The doctor reached out and touched my right ear. I saw blood on his finger. It was running down my face. Until that moment, I still thought the problem had been with my headset. Suddenly, I knew it was something else. Even so, I didnt think there was a major problem. I trusted the flight surgeons. NASA was like a family to me. These were the best doctors in the world. This was a minor setback. Theyd fix whatever was wrong.
Standing by the side of the training pool, Dr. McCluskey looked into my ears and saw that my eardrums were pushed farther back inside my ears than they should have been. He thought the change in underwater pressure had caused it, so he gave me a nasal spray and then blew air into my nose to inflate the middle ear.
My ears were still blocked.
Then he decided to walk me around the corner to the hypobaric altitude chamber, which makes you feel like youre going up in an airplane. He thought another change in air pressure might help clear my ears.

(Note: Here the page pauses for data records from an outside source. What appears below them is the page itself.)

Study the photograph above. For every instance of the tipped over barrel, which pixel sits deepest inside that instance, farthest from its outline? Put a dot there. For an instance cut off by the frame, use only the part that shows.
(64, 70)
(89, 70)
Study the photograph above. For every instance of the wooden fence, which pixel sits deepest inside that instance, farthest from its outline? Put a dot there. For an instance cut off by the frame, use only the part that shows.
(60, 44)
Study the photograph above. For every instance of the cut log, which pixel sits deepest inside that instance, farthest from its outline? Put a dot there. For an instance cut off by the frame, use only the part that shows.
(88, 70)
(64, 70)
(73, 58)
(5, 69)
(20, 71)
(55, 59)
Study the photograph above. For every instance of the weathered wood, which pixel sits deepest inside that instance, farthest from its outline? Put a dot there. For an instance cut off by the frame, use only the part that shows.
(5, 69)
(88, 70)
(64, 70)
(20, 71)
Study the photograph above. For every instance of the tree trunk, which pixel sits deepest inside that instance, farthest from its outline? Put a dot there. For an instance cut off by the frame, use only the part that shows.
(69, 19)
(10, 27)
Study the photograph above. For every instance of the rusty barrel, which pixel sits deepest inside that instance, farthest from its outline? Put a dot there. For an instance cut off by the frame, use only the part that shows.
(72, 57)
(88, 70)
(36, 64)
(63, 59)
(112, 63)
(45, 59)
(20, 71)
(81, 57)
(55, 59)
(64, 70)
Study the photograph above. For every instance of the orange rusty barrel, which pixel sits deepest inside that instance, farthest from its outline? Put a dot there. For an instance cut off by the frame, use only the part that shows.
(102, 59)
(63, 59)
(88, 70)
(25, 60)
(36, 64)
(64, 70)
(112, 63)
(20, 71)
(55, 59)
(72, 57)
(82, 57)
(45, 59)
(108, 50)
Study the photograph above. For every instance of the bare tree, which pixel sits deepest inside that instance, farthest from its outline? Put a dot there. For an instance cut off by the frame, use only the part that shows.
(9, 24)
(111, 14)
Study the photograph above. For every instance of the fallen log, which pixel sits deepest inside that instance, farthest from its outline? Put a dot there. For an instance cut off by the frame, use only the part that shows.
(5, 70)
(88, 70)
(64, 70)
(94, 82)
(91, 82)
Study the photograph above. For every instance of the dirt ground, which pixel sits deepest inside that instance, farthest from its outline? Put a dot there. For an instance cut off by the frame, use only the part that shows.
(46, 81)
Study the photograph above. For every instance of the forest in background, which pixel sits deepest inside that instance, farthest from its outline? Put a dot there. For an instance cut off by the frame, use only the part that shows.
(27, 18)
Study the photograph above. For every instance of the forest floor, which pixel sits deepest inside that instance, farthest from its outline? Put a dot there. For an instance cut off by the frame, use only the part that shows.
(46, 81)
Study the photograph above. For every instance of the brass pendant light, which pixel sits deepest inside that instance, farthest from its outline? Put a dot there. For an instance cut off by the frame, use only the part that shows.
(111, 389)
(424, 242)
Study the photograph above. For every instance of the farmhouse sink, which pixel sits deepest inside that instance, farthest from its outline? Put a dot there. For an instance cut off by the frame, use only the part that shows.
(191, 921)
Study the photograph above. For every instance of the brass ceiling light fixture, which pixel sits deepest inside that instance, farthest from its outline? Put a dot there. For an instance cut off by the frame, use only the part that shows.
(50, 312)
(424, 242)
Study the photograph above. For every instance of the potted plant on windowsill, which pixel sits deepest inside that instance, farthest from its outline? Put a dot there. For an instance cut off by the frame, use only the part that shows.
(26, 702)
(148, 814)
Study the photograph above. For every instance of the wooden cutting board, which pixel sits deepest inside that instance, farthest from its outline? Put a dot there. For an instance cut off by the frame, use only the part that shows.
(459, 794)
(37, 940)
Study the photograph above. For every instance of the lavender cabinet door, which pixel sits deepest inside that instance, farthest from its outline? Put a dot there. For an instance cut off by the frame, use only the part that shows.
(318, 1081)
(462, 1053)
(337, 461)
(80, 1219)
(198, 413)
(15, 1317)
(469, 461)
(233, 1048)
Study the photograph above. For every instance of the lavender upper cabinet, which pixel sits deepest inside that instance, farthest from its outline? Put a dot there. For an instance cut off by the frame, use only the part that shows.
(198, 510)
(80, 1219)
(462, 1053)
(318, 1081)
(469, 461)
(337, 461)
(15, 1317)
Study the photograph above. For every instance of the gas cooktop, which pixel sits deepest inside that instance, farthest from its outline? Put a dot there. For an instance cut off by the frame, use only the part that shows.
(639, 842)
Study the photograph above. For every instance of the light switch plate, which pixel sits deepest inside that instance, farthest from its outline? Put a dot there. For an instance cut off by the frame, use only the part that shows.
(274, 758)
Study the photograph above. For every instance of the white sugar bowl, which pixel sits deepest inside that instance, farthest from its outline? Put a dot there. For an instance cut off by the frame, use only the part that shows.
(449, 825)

The chamber was a steel tube able to simulate being at an altitude of 10,000 feet. The Empire State Building is 1,250 feet tallso being in the chamber felt like being on top of eight Empire State Buildings stacked one on top of another! At first I didnt feel any different, but when Dr. McCluskey blew air into my nose again, my ears cleared and I could hear a little better. I could hear people talking from about five feet away. But the minute they adjusted the settings so that it felt like I was back at sea level, my ears blocked up. I couldnt hear, again.